Employees already regularly check into their various social networks.  Right now we think of that as ‘slacking off’, not something that we classify as work.  But if we stretch the definition just a bit, and begin to recognize that the organization we work for is, itself, part of our social network, things become clearer.  Someone can legitimately spend time on Facebook, looking for and responding to issues as they arise.  Someone can be plugged into Twitter, giving it continuous partial attention all day long, monitoring and soothing customer relationships.  And not just someone.  Everyone.  This is a shared responsibility.  Working for the organization means being involved with and connected to the organization’s customers, past, present and future.  Without that connection, problems will inevitably arise, will inevitably amplify, will inevitably result in ‘nuclear events’.  Any organization (or government, or religion) can only withstand so many nuclear events before it begins to disintegrate.  So this isn’t a matter of choice.  This is a basic defensive posture.  An insurance policy, of sorts, protecting you against those you have no choice but to do business with.

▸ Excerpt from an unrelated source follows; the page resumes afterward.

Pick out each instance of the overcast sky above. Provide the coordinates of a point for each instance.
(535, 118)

Yet this is not all about defense.  Listening creates opportunity.  I get some of my best ideas – such as that AdRevenge article – because I am constantly listening to others’ good ideas.  Your customers might grumble, but they also praise you for a job well done.  That positive relationship should be honored – and reinforced.  As you reinforce the positive, you create a virtuous cycle of interactions which becomes terrifically difficult to disrupt.  When that’s gone on long enough, and broadly enough, you have effectively raised up your own army – in the post-modern, guerilla sense of the word – who will go out there and fight for you and your brand when the haters and trolls and chaos-makers bear down upon you.  These people are connected to you, and will connect to one another because of the passion they share around your products and your business.  This is another network, an important network, an offensive network, and you need both defensive and offensive strategies to succeed on this playing field.

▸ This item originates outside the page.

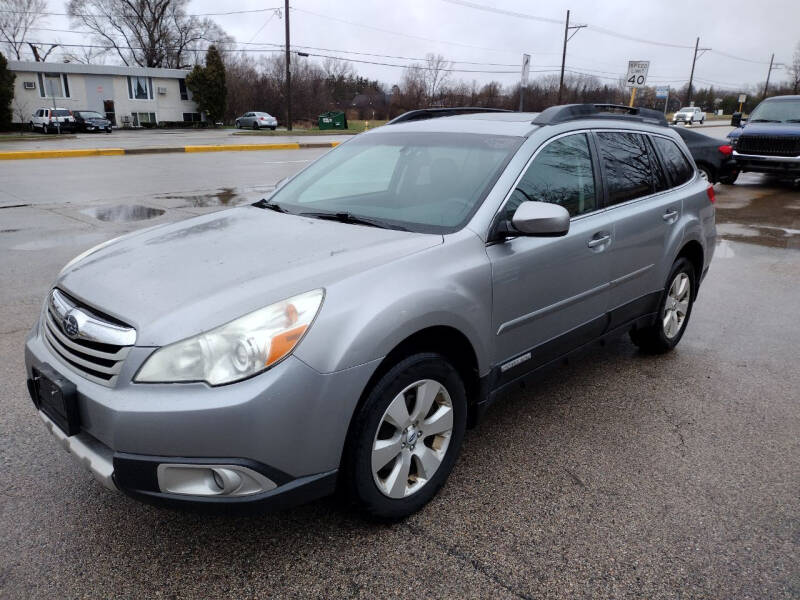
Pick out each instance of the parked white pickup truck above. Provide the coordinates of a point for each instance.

Just as we as individuals are growing into hyperconnectivity, so our businesses must inevitably follow.  Hyperconnected individuals working with disconnected businesses is a perfect recipe for confusion and disaster.  Like must meet with like before the real business of the 21st-century can begin.

III: Services With a Smile

Moving from the abstract to the concrete, let’s consider the types of products and services required in our densely hyperconnected world.  First and foremost, we are growing into a pressing, almost fanatical need for continuous connectivity.  Wherever we are – even in airplanes – we must be connected.  The quality of that connection – its speed, reliability, and cost – are important co-factors to consider, and it is not always the cheapest connection which serves the customer best.  I pay a premium for my broadband connection because I can send the CEO of my ISP a text any time my link goes down – and my trouble tickets are sorted very rapidly!  Conversely, I went with a lower-cost carrier for my mobile service, and I am paying the price, with missed calls, failed data connections, and crashes on my iPhone.

As connectivity becomes more important, reliability crowds out other factors.  You can offer a premium quality service at a premium price and people will adopt it, for the same reason they will pay more for a reliable car, or for electricity from a reliable supplier, or for food that they’re sure will be wholesome.  Connectivity has become too vital to threaten.  This means there’s room for healthy competition, as providers offer different levels of service at different price points, competing on quality, so that everyone gets the level of service they can afford.  But uptime always will be paramount.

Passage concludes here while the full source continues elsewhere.